6. The process as claimed in claim 4, wherein the solvent used in step (E) is an organic solvent selected from halogenated aliphatic hydrocarbons such as dichloromethane, chloroform, or ethylene dichloride; dialkylformamides such as dimethyl formamide; alcohols selected from methanol, ethanol, n-propanol, iso-propanol, n-butanol, iso-butanol, or n-pentanol; ketones selected from acetone, methyl ethyl ketone, or methyl isobutyl ketone; dialkylacetamides such as ?,?,-dimethyl acetamide; cyclic amide such as N-methyl-2-pyrrolidone or mixtures thereof.

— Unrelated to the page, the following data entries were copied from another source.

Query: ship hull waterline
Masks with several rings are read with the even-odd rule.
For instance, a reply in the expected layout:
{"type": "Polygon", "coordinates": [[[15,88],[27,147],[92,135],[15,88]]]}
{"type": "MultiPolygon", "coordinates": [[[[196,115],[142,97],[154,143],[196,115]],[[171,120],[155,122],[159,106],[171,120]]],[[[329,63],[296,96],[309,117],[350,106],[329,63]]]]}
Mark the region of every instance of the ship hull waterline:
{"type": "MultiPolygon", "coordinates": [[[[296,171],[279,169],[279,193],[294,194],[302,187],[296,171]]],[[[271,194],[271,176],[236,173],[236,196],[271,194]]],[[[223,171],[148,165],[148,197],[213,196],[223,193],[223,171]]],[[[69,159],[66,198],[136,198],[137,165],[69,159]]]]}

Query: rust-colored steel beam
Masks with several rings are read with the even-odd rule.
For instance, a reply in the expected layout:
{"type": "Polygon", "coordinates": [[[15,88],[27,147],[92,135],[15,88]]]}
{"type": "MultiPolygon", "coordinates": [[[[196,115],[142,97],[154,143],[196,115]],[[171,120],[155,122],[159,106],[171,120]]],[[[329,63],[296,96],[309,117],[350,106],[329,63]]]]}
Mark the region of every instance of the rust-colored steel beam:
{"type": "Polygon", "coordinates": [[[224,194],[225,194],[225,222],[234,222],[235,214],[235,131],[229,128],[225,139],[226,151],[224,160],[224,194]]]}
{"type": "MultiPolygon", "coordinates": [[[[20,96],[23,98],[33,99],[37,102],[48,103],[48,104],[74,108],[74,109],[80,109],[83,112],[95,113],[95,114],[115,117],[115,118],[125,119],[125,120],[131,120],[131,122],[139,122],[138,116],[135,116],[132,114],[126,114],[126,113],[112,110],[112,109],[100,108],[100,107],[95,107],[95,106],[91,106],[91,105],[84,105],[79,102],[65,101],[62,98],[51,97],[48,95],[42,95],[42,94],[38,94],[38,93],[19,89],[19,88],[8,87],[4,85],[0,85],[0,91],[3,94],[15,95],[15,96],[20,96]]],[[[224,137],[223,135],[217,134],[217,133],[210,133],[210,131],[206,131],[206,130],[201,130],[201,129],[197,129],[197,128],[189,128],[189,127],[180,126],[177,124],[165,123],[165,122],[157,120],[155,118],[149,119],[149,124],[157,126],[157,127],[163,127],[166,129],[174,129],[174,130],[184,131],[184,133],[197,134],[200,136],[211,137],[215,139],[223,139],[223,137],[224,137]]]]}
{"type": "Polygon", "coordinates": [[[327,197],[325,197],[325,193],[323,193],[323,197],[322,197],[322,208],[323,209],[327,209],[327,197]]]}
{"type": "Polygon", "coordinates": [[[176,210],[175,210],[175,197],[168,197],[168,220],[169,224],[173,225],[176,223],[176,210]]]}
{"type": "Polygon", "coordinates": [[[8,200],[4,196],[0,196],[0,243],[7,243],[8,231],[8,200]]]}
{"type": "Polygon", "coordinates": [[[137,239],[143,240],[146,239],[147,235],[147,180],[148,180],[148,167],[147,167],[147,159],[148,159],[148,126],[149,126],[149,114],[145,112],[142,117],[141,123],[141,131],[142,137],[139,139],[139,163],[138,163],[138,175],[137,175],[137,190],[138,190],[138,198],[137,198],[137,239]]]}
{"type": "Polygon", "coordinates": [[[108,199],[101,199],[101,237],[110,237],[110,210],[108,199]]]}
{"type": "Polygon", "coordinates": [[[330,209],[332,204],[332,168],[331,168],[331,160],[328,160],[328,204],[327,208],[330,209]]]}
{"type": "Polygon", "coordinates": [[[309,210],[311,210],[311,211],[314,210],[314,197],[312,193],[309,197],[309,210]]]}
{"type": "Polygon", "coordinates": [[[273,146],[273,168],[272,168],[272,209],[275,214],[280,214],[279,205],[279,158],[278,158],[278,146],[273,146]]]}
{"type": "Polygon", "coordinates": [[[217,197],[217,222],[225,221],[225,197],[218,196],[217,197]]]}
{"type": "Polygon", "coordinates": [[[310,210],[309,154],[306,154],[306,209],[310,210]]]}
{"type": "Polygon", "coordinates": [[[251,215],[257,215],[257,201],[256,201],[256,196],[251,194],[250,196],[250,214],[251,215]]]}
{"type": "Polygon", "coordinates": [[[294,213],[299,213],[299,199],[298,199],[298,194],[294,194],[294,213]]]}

7. The process as claimed in claim 4, wherein the solvent used in step (F) is an organic solvent selected from alkyl acetate such as ethyl acetate or isopropyl acetate; aromatic hydrocarbons such as toluene, xylene or naphthalene; halogenated aliphatic hydrocarbons such as dichloromethane, chloroform, or ethylene dichloride; cyclic ethers such tetrahydrofuran, or 1,4-dioxane; substituted cyclic ethers such as 2-methyl tetrahydrofuran; alcohols such as methanol, ethanol, n-propanol, iso-propanol, n-butanol, iso-butanol, n-pentanol, ethylene glycol, or diethylene glycol; esters; ketones such as acetone, methyl ethyl ketone, or methyl isobutyl ketone; nitriles such as acetonitrile; water or mixtures thereof.